3M PELTORのOptime 105は、NRR(騒音低減率)30dBという遮音性能を持つ本格的なイヤーマフです。音楽も、ノイキャンも不要。物理的に耳を覆って音を遮断する、最もシンプルで確実な方法です。

ノイキャンヘッドホンとの最大の違いは「電池も接続も不要」という点です。つけた瞬間から、外の世界がほぼ無音になります。工事の低音振動もかなり抑えられるため、周波数によって抜けてくる音にノイキャンが悩まされるような状況でも効果を発揮します。

長時間つけていても耳への圧迫が少ない設計で、作業の深さが必要な午前中のコーディングタイムに特に重宝します。「集中したいときはこれ」と決めてしまうことで、着脱が集中スイッチの合図になる点も地味に効果的です。

ただし、当然ですが音楽は聴けません。完全な無音環境で作業できる人向けのツールです。着けたまま席を立つと周囲の声が全く聞こえないので、宅配の応答などを逃しやすい点は注意してください。

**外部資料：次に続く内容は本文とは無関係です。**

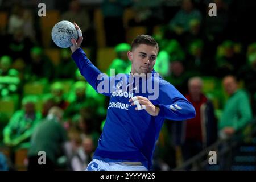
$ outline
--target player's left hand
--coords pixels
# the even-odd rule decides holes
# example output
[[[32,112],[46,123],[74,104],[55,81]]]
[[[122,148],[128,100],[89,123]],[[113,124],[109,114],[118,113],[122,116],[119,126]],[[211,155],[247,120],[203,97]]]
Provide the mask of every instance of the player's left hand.
[[[156,116],[159,113],[160,109],[155,106],[146,97],[137,96],[129,100],[129,102],[131,102],[132,106],[137,105],[135,108],[137,110],[145,109],[149,114]]]

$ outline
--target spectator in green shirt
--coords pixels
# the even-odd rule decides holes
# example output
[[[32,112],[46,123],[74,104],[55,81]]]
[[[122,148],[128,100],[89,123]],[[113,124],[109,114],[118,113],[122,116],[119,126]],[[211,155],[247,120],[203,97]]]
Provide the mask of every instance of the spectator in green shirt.
[[[246,93],[238,89],[236,78],[227,76],[223,79],[223,86],[229,95],[219,123],[221,134],[230,136],[242,129],[252,119],[252,111]]]
[[[36,101],[34,96],[28,96],[22,100],[23,109],[14,113],[3,129],[3,142],[6,145],[18,148],[29,141],[41,118],[41,114],[35,110]]]
[[[28,170],[53,170],[58,168],[57,159],[64,156],[65,142],[67,135],[61,125],[63,111],[53,107],[47,117],[36,127],[31,136],[28,150]],[[44,151],[46,164],[38,163],[39,151]],[[43,155],[41,155],[43,156]],[[42,163],[43,159],[40,160]]]

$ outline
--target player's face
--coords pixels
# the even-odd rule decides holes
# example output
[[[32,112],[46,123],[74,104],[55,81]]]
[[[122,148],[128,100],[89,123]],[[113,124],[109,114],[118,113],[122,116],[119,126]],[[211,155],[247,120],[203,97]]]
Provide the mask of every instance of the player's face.
[[[158,50],[155,46],[140,44],[132,52],[128,52],[128,59],[131,61],[131,73],[149,73],[155,64]]]

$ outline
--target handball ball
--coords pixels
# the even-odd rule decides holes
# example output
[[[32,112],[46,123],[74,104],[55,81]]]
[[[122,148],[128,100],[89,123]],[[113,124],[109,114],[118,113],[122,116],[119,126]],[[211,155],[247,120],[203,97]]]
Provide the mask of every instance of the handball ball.
[[[75,25],[69,21],[60,21],[52,30],[52,39],[55,44],[61,48],[69,47],[72,45],[71,39],[78,39],[77,31]]]

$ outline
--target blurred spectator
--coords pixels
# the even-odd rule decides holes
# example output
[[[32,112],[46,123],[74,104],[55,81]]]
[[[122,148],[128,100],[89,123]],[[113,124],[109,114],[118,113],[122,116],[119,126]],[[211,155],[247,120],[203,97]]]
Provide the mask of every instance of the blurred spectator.
[[[91,107],[88,104],[87,98],[85,95],[86,89],[86,82],[82,81],[76,82],[72,86],[75,92],[74,100],[71,102],[64,112],[64,118],[72,120],[79,114],[80,109],[84,107]]]
[[[9,167],[6,156],[0,152],[0,171],[8,171]]]
[[[223,0],[214,0],[213,2],[216,4],[217,16],[209,16],[208,9],[205,13],[205,24],[204,27],[207,39],[210,42],[209,44],[210,49],[214,50],[217,46],[230,33],[227,31],[229,21],[228,6]],[[233,31],[233,30],[230,31]]]
[[[36,43],[38,41],[36,39],[35,23],[32,11],[28,9],[25,9],[23,13],[24,35],[28,38],[31,42]]]
[[[95,146],[90,137],[85,138],[71,159],[71,169],[84,171],[92,159]]]
[[[23,30],[25,23],[24,19],[24,9],[20,3],[15,3],[12,7],[8,22],[8,34],[14,34],[17,29]]]
[[[56,106],[56,104],[54,101],[53,96],[46,94],[42,98],[43,106],[42,109],[42,119],[45,119],[48,114],[49,110],[53,106]]]
[[[86,35],[86,41],[84,42],[86,43],[92,42],[90,40],[94,35],[89,30],[92,29],[90,25],[93,23],[90,22],[89,14],[87,10],[82,8],[79,0],[71,1],[69,10],[63,13],[60,19],[62,20],[75,22],[79,24],[82,34]]]
[[[14,30],[11,35],[6,37],[6,46],[4,51],[11,55],[13,60],[21,58],[25,61],[30,59],[30,51],[34,44],[30,39],[24,35],[24,30],[18,27]]]
[[[55,77],[60,79],[75,78],[74,72],[77,66],[71,58],[69,49],[61,49],[60,51],[60,60],[59,64],[55,67]]]
[[[185,97],[193,104],[196,117],[182,123],[175,123],[183,125],[179,126],[181,131],[176,131],[175,138],[176,142],[181,144],[184,161],[213,144],[217,134],[213,105],[202,92],[202,80],[199,77],[192,77],[188,86],[189,94]]]
[[[101,3],[104,29],[108,46],[114,46],[125,40],[125,31],[123,24],[125,8],[131,0],[103,0]]]
[[[181,9],[169,23],[170,28],[176,35],[180,36],[189,31],[189,23],[194,19],[201,22],[201,13],[194,8],[192,0],[183,0]]]
[[[114,69],[115,74],[129,73],[126,72],[126,69],[131,64],[131,62],[128,59],[127,53],[131,49],[131,46],[125,43],[120,43],[115,47],[117,57],[112,61],[107,71],[107,74],[110,76],[110,69]]]
[[[20,85],[19,72],[11,69],[11,58],[7,55],[0,57],[0,98],[18,93]]]
[[[64,86],[61,82],[55,82],[51,86],[51,93],[53,97],[55,104],[60,109],[65,110],[69,103],[64,97]]]
[[[245,88],[249,92],[253,113],[256,113],[256,43],[248,46],[247,64],[240,69],[238,77],[244,81]]]
[[[177,60],[182,61],[185,60],[185,52],[177,40],[166,40],[163,43],[163,49],[169,54],[171,62]]]
[[[3,129],[3,142],[10,147],[11,159],[15,162],[15,152],[27,148],[30,136],[40,122],[41,114],[35,110],[37,98],[28,96],[22,100],[23,108],[16,111]]]
[[[227,76],[223,86],[229,96],[219,123],[220,137],[226,138],[242,129],[252,119],[251,108],[246,93],[238,89],[236,78]]]
[[[9,71],[13,60],[9,56],[3,55],[0,57],[0,75],[7,76],[9,75]]]
[[[52,61],[43,52],[40,47],[34,47],[30,50],[30,59],[27,73],[30,81],[46,79],[52,81],[54,78],[54,67]]]
[[[165,78],[166,80],[173,85],[181,93],[187,93],[187,81],[191,77],[190,72],[185,71],[183,63],[176,61],[171,63],[170,75]]]
[[[195,72],[197,75],[212,75],[216,65],[214,62],[207,55],[204,48],[204,44],[201,39],[192,42],[188,47],[184,64],[186,69]]]
[[[28,170],[53,170],[59,168],[57,159],[65,154],[64,143],[67,135],[61,122],[63,111],[57,107],[50,109],[47,117],[35,130],[28,150]],[[46,164],[40,165],[40,151],[46,152]]]
[[[163,0],[135,0],[132,8],[135,13],[134,19],[129,22],[129,26],[145,26],[147,34],[152,35],[155,26],[163,21]]]
[[[188,49],[190,44],[196,40],[205,39],[205,36],[201,31],[201,22],[197,19],[192,19],[189,22],[189,29],[184,32],[181,42],[185,47],[185,49]]]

調整できるポイント: ヘッドバンドのアーチ部分を頭の大きさに合わせて調整することで、長時間使用時の側圧を最適化できます。

雑音をノイズで隠す発想が革命だった:LectroFan EVO

イヤーマフが「完全な無音」を目指すのに対して、ホワイトノイズマシンは「雑音を別の音で隠す」という逆転の発想のアイテムです。

LectroFan EVOは、ホワイトノイズ・ブラウンノイズ・ピンクノイズ、ファン音など22種類のサウンドを搭載したマシンです。これを部屋の端や机の近くに置いておくだけで、周囲の断片的な声や物音が「ノイズの海」に溶け込んでいきます。

人間が「うるさい」と感じる音の多くは、突発性と変動性にあります。一定に流れる音はいつしか意識から消えますが、突然変化する音には反射的に注意が向いてしまう。ホワイトノイズマシンはその「変動」を均してくれる、耳の疲れないマスキングツールです。

ノイキャンヘッドホンを着けなくていいので、耳がフリーのまま集中できます。家族がいる環境でも、リビングから届く声の輪郭をぼかすのに効果的です。リモートMTG前の集中フェーズや、夜間作業の環境音対策にも使えます。

一方でこのマシンは「空調の音くらい不快でないノイズ」を常時流すものなので、静寂そのものが必要な人には向きません。まず小音量から試して、自分に合うノイズタイプを見つけるのが導入のコツです。

調整できるポイント: ブラウンノイズ(低周波が強い)は工事の低音環境に。ピンクノイズ(中音域中心)はオフィス系の話し声マスキングに。シーン別で使い分けると効果が高まります。

デスクの後ろに貼るだけで声の反響が消えた:BUBOS 吸音パネル

防音対策には、「音を入れない」アプローチと「音を吸収する」アプローチの2種類があります。イヤーマフ・ノイズマシンが前者なら、吸音パネルは後者です。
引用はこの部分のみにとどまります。